With the increasing availability of high-quality aDNA samples, expectations are high for the future of paleogenomics and its contribution to medical research. However, most samples available thus far were genotyped with an in-solution enrichment technique targeting about 1.2 million frequent variants of the genome. Use of the alternative technique of shotgun sequencing would facilitate the detection of variants under negative selection that have become rare (or even extinct) in current populations. Such studies would allow the identification of novel genes containing variants deleterious for human health and associated with disease risk.

The same gene can underlie different phenotypic traits, a phenomenon known as pleiotropy, so the success of gene-targeted drug development depends on a careful assessment of potential collateral damage. One recent study of more than 2,000 available European ancient genomes showed that variants that alter both the risk of infection and autoimmune traits have been a chief substrate of selection in recent millennia10. The prevalence of variants that increase the risk of autoimmune disease has grown over time, most likely as the result of positive selection due to pathogenic pressure, as these same variants reduce the risk of infectious disease. The identification of such antagonistic pleiotropic variants acting during evolution should facilitate strategies for drug development that minimize the risk of secondary effects.

Sequencing of the gut microbiota over time can also provide information about infection. For example, Wibowo and colleagues compared DNA extracted from fossilized stools dating back to 1,000–2,000 years ago with that of stool samples from present-day populations with industrialized or non-industrialized lifestyles22. Unsurprisingly, the composition and diversity of ancient gut microbiota were closer to those of non-industrialized present-day populations, but the ancient microbes lacked the antibiotic-resistance-related genes present in both industrialized modern populations and non-industrialized modern populations. This illustrates how the study of ancient microbes could provide insight into the spread and evolution of antibiotic resistance — one of the greatest threats to global health today.

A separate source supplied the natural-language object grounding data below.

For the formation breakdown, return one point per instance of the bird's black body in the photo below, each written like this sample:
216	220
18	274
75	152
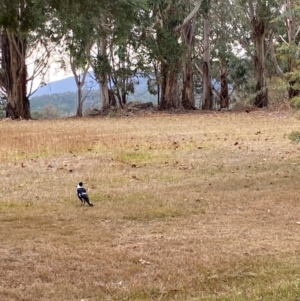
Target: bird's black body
82	195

Finally, the sequencing of ancient proteins, such as antibodies, from human remains might better account for past acute infections than sequencing DNA from the pathogens. Ancient protein research should also improve knowledge of the evolution of human immunity, host–pathogen interactions and the dynamics of past epidemics. It is increasingly clear that paleogenomics is a discipline of interest well beyond purely anthropological questions, as it can provide answers to questions of fundamental importance in medical research. It may be time to adopt a slightly rephrased version of Theodosius Dobzhansky’s famous phrase: “Nothing in medicine makes sense except in the light of evolution.”